Uruguay debe mejorar algunos aspectos de su juego y conservar otros de cara al partido con Chile, luego de lo visto ante Ecuador en Quito
Uruguay ya está en Montevideo luego de un vuelo tortuoso y el cuerpo técnico ya planifica el duelo ante Chile del próximo martes en el Estadio Centenario.

De cara a ese duelo, Uruguay deberá hacer un balance del partido y repetir algunos puntos positivos ante Chile para modificar otros.

Tácticamente, Uruguay jugó un partido aferrado a sus premisas de limitar al rival, pero le faltaron intenciones –y recursos– como para ir a buscar el resultado una vez que se encontró abajo en el marcador.

Chile será un examen muy difícil que los alumnos del Maestro deberán sortear para recuperar la sonrisa.

Lo que Uruguay debe mantener

Seguridad
Ante Ecuador fue el mejor partido de los tres de Fernando Muslera en lo que va de la Eliminatoria. El arquero, referente del equipo, mantuvo el nivel que lo llevó a brillar en Turquía. Muslera fue expeditivo bajo los tres palos, evitó dos goles claros cuando era tapado por varios compañeros y fue igual de seguro cuando le tocó salir a cortar centros.

Josema no se extrañó
En plena etapa de planificación, el cuerpo técnico de Uruguay se enteró de la lesión de José María Giménez y tuvo que modificar las piezas. Tabárez apeló a Sebastián Coates como recambio y el defensor nacido en Nacional la rompió, fue el más seguro de la última zona y cubrió sin errores las zonas de los laterales cuando fueron superados. Será titular ante Chile.

Recorrido
Carlos Sánchez fue uno de los puntos altos del partido ante Ecuador y la virtud de Uruguay fue buscarlo permanentemente. Para que el equipo no quedara rengo en ofensiva, Sánchez se movió con libertad por delante de González y Arévalo Ríos y alternó varias veces su banda con Nicolás Lodeiro. Al igual que en River llegó liberado al arco rival, y generó chances de riesgo.

Intensidad
Si Uruguay tuvo algo positivo durante el partido fue la intensidad para hacer las líneas compactas e intentar jugar en bloque. La variación táctica del 4-1-4-1 al 4-2-3-1 le permitió a Uruguay ser un equipo corto y las grietas llegaron por distracciones individuales. Ante Chile, Uruguay deberá repetir el molde ante un equipo que acostumbra tener la pelota.
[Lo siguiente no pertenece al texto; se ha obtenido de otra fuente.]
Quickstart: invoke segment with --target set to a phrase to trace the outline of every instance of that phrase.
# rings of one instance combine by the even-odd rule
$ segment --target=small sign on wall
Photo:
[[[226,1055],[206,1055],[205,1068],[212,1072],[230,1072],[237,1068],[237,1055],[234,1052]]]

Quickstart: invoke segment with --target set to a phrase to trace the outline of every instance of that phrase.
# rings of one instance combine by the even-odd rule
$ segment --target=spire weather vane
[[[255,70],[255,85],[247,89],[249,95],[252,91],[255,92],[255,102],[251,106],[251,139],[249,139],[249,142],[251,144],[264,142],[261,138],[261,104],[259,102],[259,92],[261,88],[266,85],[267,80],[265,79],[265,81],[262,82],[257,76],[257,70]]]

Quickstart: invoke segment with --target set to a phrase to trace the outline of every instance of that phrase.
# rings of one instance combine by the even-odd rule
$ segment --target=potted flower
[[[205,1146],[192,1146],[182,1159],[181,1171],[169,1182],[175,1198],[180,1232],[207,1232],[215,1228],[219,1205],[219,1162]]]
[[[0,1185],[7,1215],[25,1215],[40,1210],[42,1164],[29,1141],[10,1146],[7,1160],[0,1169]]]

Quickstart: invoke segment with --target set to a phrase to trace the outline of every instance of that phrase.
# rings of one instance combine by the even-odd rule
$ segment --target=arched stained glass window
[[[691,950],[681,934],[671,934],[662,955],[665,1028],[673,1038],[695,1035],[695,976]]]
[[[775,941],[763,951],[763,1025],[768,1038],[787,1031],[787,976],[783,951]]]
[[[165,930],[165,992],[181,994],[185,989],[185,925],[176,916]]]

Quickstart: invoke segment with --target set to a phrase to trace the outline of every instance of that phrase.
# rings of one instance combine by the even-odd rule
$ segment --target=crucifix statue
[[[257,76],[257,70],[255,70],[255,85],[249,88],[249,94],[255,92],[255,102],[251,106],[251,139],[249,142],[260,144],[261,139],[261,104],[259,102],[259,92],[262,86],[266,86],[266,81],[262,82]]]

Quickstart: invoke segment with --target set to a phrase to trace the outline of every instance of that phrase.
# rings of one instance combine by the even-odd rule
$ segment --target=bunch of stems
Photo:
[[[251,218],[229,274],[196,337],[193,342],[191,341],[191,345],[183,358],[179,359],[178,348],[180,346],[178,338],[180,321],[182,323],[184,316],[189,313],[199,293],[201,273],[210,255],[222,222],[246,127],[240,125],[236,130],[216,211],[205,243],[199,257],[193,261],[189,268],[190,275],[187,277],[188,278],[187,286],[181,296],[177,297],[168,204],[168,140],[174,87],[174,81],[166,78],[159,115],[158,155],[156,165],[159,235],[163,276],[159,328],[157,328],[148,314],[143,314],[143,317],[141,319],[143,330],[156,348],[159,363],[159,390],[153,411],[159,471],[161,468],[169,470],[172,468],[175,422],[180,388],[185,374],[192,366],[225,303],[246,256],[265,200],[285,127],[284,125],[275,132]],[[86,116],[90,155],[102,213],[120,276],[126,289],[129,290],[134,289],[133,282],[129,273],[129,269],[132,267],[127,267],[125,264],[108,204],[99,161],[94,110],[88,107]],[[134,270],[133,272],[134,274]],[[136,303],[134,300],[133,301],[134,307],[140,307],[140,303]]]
Lo que Uruguay debe mejorar

Sufren en velocidad
El partido de Maximiliano Pereira y Martín Cáceres ante Ecuador fue muy malo. El rival apostó a volantes rápidos y a laterales con mucho recorrido. Si a eso se suma que los delanteros se ofrecían como vértice de pase para el triángulo ofensivo, el combo es letal. Pereira sufrió toda la noche con Montero y Cáceres perdió la marca en los dos goles de Ecuador.

Volantes bajos con la pelota
Tampoco fue el mejor partido de Egidio Arévalo Ríos y Álvaro González en la zona medular del campo. La entrega de ambos no se negocia y terminaron fundidos, pero a la hora de distribuir la pelota fallaron, ya que buscaron siempre la transición en velocidad cuando muchas veces no había opción clara de pase. Ante Chile, que tendrá más la pelota, serán claves.

Externos
Nicolás Lodeiro debe recuperar, con la selección, el nivel mostrado en Boca Juniors para ser más desequilibrante. El volante metió un pase magistral para el empate parcial de Uruguay pero luego participó muy poco del juego. Es verdad que fue ahogado por el lateral y el volante de su zona, pero levantar su nivel incluye buscar la forma de encontrar espacios.

Demasiado sacrificio
El delantero retornó al equipo y volvió, casi de manera implícita, a ser un quinto volante con atribuciones defensivas. En el primer gol perdió la referencia del lateral ecuatoriano que desbordó y no fue fino para manejar la pelota. Cavani es uno de los mejores delanteros del mundo y Uruguay no lo aprovecha, resignado al sacrificio por su biotipo privilegiado.